There is a lot of buzz around microservices and service-oriented architecture, at least in the corner of the internet that I frequent. Heavyweights in the Ruby community, like Heroku think microservices matter. It seems that enough people are adopting microservices head-first that some influential people in the community have started warning that it might not be for everyone. Martin Fowler thinks there is a microservices permium to pay and that you probably want to start with a monolith. Avdi Grim is of the opinion that people are adopting microservices for the wrong reasons. And David Heinemeier Hansson, devoted a portion of his RailsConf 2015 keynote to denouncing the practice.
In “Building Microservices. Designing Fine-Grained Systems”, Sam Newman explores the practice of microservices. Starting with a definition of just how small they are (something that can be re-built in 2 weeks time), the book covers in depth what microservices are good for and what having a fleet of them looks in practice.

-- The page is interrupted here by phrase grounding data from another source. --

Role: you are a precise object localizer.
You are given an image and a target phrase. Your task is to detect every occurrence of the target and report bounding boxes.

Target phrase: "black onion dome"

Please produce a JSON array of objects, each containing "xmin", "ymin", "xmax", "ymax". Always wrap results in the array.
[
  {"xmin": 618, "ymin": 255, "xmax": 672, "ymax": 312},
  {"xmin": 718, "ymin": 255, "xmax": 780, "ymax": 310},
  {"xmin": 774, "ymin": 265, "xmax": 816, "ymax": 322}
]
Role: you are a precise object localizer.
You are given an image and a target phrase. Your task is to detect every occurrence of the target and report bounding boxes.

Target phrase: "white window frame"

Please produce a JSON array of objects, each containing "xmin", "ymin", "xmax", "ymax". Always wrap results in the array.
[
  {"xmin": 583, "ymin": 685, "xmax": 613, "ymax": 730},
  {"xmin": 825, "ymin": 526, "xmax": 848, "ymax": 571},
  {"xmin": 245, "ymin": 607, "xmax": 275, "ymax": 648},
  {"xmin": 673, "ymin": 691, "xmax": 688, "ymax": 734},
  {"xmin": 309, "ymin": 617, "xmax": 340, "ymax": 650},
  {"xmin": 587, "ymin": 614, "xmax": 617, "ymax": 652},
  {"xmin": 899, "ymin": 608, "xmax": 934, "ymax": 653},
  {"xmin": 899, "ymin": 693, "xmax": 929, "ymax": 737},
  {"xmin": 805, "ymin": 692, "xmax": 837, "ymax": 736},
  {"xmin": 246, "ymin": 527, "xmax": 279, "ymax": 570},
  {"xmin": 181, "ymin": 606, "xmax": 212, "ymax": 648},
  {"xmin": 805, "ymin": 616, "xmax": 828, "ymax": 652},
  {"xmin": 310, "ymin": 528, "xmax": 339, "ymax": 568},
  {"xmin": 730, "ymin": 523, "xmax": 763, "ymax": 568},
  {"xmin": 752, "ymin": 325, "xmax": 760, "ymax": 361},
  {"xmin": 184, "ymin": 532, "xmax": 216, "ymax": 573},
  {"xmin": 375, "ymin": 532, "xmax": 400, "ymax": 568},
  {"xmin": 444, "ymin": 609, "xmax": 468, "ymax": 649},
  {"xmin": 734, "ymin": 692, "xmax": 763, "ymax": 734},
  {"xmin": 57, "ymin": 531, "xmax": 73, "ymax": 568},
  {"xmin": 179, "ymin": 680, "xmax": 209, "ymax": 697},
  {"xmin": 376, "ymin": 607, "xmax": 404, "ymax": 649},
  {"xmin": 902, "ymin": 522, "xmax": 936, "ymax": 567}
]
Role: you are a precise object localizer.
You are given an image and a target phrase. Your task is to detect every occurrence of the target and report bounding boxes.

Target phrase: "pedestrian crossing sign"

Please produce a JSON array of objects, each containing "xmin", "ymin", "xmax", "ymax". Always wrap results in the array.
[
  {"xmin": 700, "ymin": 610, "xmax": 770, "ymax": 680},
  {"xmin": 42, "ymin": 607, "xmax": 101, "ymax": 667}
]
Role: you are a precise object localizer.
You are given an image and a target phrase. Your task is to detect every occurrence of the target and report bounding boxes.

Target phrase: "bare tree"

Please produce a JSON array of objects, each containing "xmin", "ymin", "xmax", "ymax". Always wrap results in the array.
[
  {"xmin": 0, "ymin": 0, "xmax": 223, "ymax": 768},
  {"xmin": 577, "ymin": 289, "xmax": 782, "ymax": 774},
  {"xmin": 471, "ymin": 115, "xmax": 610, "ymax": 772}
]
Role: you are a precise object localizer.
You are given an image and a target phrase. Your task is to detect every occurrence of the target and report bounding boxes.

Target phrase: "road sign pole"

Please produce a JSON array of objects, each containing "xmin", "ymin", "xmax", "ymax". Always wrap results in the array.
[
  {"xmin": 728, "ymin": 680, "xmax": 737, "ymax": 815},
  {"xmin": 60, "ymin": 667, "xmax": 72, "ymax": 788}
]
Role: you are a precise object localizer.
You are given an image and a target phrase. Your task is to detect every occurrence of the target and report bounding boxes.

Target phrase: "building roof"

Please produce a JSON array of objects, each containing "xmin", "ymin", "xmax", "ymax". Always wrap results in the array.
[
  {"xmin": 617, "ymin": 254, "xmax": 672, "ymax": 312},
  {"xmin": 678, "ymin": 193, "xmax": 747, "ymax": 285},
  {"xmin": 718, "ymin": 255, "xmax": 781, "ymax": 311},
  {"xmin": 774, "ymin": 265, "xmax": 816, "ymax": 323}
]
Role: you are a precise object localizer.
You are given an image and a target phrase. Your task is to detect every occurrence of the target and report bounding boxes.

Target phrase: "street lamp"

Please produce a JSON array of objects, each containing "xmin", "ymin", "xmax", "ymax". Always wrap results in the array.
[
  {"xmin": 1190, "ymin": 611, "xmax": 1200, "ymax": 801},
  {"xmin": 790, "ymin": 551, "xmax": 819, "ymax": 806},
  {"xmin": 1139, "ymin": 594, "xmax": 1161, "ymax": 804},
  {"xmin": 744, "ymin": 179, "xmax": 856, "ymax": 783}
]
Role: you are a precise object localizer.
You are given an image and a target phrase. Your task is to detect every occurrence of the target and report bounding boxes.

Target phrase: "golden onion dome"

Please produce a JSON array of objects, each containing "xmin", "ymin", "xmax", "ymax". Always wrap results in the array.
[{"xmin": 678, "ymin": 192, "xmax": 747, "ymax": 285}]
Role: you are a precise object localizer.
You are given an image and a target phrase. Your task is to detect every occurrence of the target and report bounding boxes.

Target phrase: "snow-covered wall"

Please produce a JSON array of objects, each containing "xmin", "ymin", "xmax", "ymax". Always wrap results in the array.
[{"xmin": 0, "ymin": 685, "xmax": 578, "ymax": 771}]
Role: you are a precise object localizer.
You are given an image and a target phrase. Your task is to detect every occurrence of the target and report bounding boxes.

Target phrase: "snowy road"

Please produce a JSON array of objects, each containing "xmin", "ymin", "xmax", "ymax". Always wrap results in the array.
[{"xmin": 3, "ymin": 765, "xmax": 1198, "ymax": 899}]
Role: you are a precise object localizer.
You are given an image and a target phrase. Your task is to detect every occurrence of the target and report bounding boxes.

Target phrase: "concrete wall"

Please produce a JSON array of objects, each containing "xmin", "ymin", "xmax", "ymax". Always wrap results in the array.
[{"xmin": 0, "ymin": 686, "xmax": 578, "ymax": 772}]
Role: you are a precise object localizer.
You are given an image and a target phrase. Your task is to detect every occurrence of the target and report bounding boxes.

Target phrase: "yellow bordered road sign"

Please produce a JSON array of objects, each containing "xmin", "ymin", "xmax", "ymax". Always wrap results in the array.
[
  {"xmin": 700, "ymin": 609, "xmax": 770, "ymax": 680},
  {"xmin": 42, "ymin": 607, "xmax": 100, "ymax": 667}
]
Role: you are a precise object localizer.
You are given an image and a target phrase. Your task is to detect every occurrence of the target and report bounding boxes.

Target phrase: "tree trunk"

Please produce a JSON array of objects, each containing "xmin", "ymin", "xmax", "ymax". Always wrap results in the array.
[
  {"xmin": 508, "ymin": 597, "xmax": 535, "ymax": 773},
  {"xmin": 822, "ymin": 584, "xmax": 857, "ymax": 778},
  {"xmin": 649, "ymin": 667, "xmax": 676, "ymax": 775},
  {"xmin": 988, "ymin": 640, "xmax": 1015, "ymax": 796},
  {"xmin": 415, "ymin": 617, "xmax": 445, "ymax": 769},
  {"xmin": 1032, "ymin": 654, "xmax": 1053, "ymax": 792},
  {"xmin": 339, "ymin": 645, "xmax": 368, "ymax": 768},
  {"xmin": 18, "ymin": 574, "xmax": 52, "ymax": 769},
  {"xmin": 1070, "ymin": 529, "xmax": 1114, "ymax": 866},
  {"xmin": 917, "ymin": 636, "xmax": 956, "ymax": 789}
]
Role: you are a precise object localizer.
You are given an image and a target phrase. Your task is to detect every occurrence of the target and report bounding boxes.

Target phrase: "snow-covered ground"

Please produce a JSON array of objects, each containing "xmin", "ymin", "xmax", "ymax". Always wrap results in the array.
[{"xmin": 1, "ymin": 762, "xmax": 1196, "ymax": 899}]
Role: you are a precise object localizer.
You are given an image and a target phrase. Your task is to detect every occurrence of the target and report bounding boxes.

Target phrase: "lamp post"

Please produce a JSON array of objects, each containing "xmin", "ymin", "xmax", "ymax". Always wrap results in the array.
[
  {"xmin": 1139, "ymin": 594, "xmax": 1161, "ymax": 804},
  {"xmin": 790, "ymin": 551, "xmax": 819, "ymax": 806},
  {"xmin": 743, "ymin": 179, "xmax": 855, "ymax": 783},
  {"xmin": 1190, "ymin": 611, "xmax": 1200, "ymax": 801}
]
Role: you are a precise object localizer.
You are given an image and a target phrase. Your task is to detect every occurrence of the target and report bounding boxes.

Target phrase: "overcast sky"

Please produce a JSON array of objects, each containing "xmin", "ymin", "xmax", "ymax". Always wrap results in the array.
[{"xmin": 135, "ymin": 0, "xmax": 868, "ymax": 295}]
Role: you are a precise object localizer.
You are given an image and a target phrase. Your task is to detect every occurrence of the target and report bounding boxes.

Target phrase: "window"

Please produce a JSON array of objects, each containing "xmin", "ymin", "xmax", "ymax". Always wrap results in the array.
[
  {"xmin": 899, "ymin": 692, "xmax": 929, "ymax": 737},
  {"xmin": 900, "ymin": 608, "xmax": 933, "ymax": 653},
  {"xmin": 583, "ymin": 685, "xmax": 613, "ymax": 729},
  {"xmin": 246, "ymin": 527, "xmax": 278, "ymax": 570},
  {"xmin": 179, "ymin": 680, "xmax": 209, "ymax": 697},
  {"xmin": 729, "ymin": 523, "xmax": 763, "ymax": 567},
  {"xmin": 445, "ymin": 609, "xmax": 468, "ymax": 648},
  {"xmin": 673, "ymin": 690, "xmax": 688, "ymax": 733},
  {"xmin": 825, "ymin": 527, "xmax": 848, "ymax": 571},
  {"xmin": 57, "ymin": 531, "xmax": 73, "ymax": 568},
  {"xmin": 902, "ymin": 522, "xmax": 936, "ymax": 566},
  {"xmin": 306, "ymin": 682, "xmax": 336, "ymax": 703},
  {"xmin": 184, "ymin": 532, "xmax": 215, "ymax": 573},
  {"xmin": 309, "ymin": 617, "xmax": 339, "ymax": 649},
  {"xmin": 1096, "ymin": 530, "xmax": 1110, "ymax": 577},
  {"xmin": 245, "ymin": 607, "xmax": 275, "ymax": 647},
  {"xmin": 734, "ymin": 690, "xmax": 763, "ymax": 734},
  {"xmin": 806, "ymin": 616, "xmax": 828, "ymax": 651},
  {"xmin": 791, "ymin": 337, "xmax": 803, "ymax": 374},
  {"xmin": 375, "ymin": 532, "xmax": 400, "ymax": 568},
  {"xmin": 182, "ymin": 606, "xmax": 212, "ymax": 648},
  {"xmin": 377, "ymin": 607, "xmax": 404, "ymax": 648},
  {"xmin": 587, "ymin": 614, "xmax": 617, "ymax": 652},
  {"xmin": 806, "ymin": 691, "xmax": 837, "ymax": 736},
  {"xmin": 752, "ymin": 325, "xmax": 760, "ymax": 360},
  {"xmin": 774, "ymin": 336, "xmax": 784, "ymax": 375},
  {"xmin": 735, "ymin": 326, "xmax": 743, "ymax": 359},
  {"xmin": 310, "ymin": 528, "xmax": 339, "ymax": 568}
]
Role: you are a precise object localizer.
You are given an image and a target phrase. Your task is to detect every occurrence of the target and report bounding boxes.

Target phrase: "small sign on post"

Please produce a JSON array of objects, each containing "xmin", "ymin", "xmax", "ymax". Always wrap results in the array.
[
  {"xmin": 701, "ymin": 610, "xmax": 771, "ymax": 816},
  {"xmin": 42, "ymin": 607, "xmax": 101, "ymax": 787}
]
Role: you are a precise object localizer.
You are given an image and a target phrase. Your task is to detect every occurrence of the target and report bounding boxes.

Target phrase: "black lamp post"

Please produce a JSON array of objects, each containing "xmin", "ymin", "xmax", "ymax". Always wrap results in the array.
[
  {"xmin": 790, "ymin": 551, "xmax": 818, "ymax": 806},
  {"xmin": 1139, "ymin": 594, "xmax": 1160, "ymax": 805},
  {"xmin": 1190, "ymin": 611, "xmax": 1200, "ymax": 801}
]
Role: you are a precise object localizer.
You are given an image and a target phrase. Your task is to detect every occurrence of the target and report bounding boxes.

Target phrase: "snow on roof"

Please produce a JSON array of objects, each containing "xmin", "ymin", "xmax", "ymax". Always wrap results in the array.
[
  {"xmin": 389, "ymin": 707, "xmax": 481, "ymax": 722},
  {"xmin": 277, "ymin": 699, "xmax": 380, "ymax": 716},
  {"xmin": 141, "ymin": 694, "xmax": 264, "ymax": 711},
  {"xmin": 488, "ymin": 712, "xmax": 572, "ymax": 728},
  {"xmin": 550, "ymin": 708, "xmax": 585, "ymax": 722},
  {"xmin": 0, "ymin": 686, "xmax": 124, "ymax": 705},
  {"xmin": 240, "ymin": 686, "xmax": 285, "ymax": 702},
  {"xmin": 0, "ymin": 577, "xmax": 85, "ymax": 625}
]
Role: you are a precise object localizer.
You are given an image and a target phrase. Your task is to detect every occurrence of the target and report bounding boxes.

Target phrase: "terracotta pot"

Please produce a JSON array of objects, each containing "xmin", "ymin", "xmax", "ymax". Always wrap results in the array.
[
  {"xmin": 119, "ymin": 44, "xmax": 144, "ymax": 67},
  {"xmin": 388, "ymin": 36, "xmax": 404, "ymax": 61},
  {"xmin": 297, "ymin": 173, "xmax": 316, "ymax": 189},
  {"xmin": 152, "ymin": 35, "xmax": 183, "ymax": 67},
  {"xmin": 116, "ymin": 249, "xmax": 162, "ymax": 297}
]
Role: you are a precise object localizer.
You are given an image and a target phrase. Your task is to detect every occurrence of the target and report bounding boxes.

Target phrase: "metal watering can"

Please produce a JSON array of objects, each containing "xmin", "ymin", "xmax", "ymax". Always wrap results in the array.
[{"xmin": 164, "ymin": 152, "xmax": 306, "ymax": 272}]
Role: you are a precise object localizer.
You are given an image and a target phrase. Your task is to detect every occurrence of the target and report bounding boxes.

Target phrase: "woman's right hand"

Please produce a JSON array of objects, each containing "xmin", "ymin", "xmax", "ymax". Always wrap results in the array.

As one would expect, the author is partial to microservices, but acknowledges that they are not a good fit for every organization and every project. For example, when a start-up is still exploring their domain and iterating fast, the boundaries of their systems are hard to predict and API might churn significantly. Similarly, teams that are not leveraging cloud computing and have the necessary automation in place to provision and deploy new services might not find much success in having numerous systems to support in production. The author makes well-reasoned arguments for organizations only considering microservices when they have great automated-test coverage, continuous integration in place and automated deployments (preferably continuous delivery).
Along the way, Mr. Newman also points out that, like most things in Engineering, there are trade-offs to be made: Latency and develops complexity, chief among them. However, there is also a lot to be gained: being able to mix-and-match technology stacks, resilience of the whole system (assuming that the proper precautions are in place), independent scaling for each piece, deployment in stages, organizational alignment, the ability to replace parts as needed and maintaining team velocity.
I though the book to be an overall good read for those starting to dip their toes in the microservices world.